The last feature of my system is to assign each team a rating to begin the season. This is done by starting with each team’s pre-season win total over/under betting line and then adjusting this number based on the strength of their schedule. Basically, teams with tougher schedules see their rating boosted because it is assumed that their betting line is being dragged down by the tougher schedule. The reverse logic holds for teams with weaker schedules. To calculate a team’s rating before week 1 games, I use:
Pre-Week 1 Rating = Season Win Total Betting Line Over/Under + sched_adjust * strength of schedule z-score,
where strength of schedule z-score = mean win total over/under of all opponents – average (over all teams) mean win total over/under of all opponents / standard deviation of opponent mean win total over/unders.
The sched_adjust term in my model equals 0.5.
How Much Should We Adjust our Beliefs After 1 Game?
Going back to my original question, my model gives a pretty straightforward answer. It says to take what we thought would happen, count the difference between this score and what would actually happen, and multiply this by 0.04. So if a 7 win team does 10 points better than expected in a game, their new rating is 7.4. What’s really the difference between a 7.4 rating and a 7 rating? Well, based on the 1.8 pts_per_win_dif parameter, a 7 rating team would be a 1.8 point underdog against an 8 rating team on a neutral field. A 7.4 rating team is a 1.08 point underdog in the same game.
Another thing I wanted from my system was to translate the spread into a win probability for each team. To do this, I built 7 different models, each trained with 1 of the years missing. I then tested the optimal parameters from each model on the missing year and compute the average squared error between predicted score and actual score. Taking the square root of this quantity as an estimate of the standard deviation, and assuming normality about the predicted score, the model roughly predicts the final score of each game is normally distributed with mean = predicted score and standard deviation = 13.34. Using this assumption, you can get a predicted win probability.

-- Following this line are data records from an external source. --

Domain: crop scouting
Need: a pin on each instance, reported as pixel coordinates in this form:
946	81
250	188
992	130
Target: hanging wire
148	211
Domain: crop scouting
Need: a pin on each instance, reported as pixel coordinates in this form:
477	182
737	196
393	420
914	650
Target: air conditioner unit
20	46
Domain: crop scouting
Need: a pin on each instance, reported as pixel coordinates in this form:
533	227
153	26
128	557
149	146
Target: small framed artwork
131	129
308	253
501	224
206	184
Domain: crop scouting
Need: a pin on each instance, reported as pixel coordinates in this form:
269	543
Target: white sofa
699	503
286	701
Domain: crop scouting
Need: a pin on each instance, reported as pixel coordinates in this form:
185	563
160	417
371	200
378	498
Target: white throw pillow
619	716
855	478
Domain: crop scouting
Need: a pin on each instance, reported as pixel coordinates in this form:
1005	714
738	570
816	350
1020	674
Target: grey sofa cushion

I’m planning on doing a bit more work to see how I can make my model better. I am not taking into account injuries right now, which is especially important to do if a star quarterback gets injured. Moreover, it might make some sense to go back and adjust a team’s rating later in the season if the teams they played earlier in the season now look stronger or weaker than believed at the time. Also, perhaps most worryingly, I notice a persistent 1-2 point increase in mean squared error on test data as the season goes on. But this is all a work in progress! The main thing that this simple model does is offer some insight into my original question: how much should we adjust our beliefs about a team based on a single result?